THERE is still “much to be achieved” in building up export markets for UK beef, according to a new report.

The National Farmers’ Union (NFU) this week published a report which holds out the prospect of future growth for the industry, now clawing its way back from the devastating financial impact of the now eradicated UK BSE disease outbreak, which effectively resulted in the British herd being all but wiped out in a huge cull. A European Union export ban was finally lifted six years ago.

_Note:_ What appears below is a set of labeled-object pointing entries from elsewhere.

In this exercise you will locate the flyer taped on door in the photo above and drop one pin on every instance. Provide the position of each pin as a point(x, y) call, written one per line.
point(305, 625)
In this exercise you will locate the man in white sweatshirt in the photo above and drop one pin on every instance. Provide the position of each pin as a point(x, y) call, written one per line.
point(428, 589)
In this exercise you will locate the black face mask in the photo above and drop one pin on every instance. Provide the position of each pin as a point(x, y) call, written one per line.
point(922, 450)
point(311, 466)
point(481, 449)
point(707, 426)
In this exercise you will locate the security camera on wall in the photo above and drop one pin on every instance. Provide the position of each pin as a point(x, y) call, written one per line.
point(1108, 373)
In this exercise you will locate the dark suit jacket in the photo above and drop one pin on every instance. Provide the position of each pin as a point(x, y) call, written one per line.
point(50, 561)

The report, entitled Bullish Prospects: A vision for the beef industry, sets out how it thinks the industry should capitalise on a growing demand for red meat, although it stresses that the document should not be seen as a blueprint for such a diverse sector.

Suffolk-based farmer Andrew Blenkiron, estate director at the Euston Estate, near Thetford, was involved in drawing up the report as a member of the NFU’s national livestock commmittee.

He believes there is the potential to build up the UK beef industry to pre-BSE days but that it would take “probably a decade” to get there, given that the volume of supply would need to be built up.

“It’s a slow old process,” he said.

The report reasons that with the world population on the rise, demand for red meat will also increase, and as a strong grass-growing nation, the UK is “ideally placed” to respond to bullish market signals.

“The beef industry has a positive tale to tell, becoming increasingly environmentally efficient with high standards of animal welfare,” it says.

The majority of UK beef is consumed in the UK, it says, but the main drivers of UK beef prices over the last year have come from increased access to international markets, coupled with a decline in challenge from other countries due to a fall in cattle numbers, it adds. In 2011, 935,000 tonnes of UK beef was joined by 381,000 tonnes of imported beef. Out of that, 1,142,000 tonnes was consumed here while 174,000 tonnes was exported, according to official figures.

The Netherlands and the Republic of Ireland are the largest export markets. Ireland is also the main beef exporter into the UK, sending more than all other countries combined. Most of the exported beef is subjected to more processing before being sold on to other countries.

Exports to other countries are up, the report says, and China and Russia present “strong opportunities in the future”. If these exports could be achieved, it would add more value into the chain, according to the study.

But farmers will have to wrestle with volatile exchange rates, rising feed prices, problems with red tape, the high costs of TB infections and the ever-present threat of third country beef imports, with TB one of the biggest challenges facing the cattle industry at present, it says.